Since he couldn't bend over and pick up all the crumbs he'd
scattered on his way to the phone, he shoved them aside with
his foot. Though sloppy and crude, it might save his life.
He had to hurry and brush his teeth and get out to the curb.
He wanted to be there when that pickup truck came rolling by.
Shouldn't've taken that Lasix a couple of hours ago.
He knew from Mercy that the medicine kept him from
retaining fluid, but it also kept him running to the
bathroom all night long.
Crystal Hollis lay on Mercy's softest, most comfortable exam
bed in an overheated room, with a pink teddy-bear sheet
draped over the lower half of her body. Some of the color
had returned to her face, and the sound of her breathing was
not as labored, nor her lips as blue, as a few moments before.
Mercy pressed the warmed bell of her stethoscope against the
little girl's chest. "Take a breath for me, honey."
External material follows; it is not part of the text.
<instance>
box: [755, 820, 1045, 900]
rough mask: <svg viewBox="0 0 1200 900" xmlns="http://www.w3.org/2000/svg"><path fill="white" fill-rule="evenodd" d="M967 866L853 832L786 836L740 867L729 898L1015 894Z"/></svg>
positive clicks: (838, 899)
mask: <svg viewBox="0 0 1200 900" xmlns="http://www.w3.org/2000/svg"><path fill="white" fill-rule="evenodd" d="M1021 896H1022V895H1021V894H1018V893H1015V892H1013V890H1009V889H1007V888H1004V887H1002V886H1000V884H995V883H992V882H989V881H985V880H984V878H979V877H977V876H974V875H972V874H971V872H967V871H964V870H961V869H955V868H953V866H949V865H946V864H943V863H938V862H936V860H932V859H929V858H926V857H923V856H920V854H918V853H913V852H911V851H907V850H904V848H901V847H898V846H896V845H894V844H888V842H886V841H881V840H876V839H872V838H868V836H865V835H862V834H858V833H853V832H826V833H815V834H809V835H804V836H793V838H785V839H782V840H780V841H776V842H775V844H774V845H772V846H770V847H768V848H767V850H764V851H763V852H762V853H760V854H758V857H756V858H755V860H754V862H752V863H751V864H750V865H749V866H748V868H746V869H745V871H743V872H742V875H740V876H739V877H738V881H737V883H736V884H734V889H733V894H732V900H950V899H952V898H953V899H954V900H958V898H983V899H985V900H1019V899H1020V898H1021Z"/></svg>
Seven-year-old Crystal had the body weight of a
five-year-old, with stick-thin arms and legs and a slightly
protruding abdomen—clearly the cystic fibrosis affected her
pancreas as well as her pulmonary system. Which meant
Crystal could eat as much as an adult and still not put on
weight. It was a constant battle. She had an aura of
maturity in her long-suffering expression and sad gray-blue
eyes that befitted someone seventy years older.
Her chest sounded a little better, but not enough. She
coughed and Mercy grimaced. The breathing treatments weren't
going to cut it this time.
"How's she doin', Dr. Mercy?" Odira's deep voice rumbled
from her chair four feet away. She leaned forward, her puffy
face filled with tense worry.
Mercy sighed and placed the stethoscope back around her
neck. She tucked the sheet back up over Crystal's bony
shoulders and took the little girl's hand in her own. "I'd
like to see her breathing better, Odira." She perched on the
exam stool beside the bed and faced the child's
great-grandmother. "The X-rays don't show what I suspected,
but this could be early pneumonia. I'd like to have her
checked out by a pulmonologist in Springfield. I could
transfer her to St. John's and…" The expression of sudden
fear in Odira's face halted her words.
"But you're her doctor," the older woman argued. "You're the
one we trust. Couldn't you just do one of those consults
they talk about on TV? That big place up in Springfield
would be so scary for Crystal, and they might not even let
me stay with her. You know how those big places are."
Mercy patted Crystal's hand and released it, then stood up
and walked over to the chest X-rays placed in the lighted
viewer box. The films most definitely indicated bronchitis.
Time to blast those lungs with high-powered antibiotics.
Odira always made sure Crystal received the nutritional
support Mercy suggested, including the pancreatic enzyme
supplements and vitamins, but Mercy would increase the
caloric intake even more for a while. Crystal's fever had
dropped a little, but Mercy didn't want to take any chances.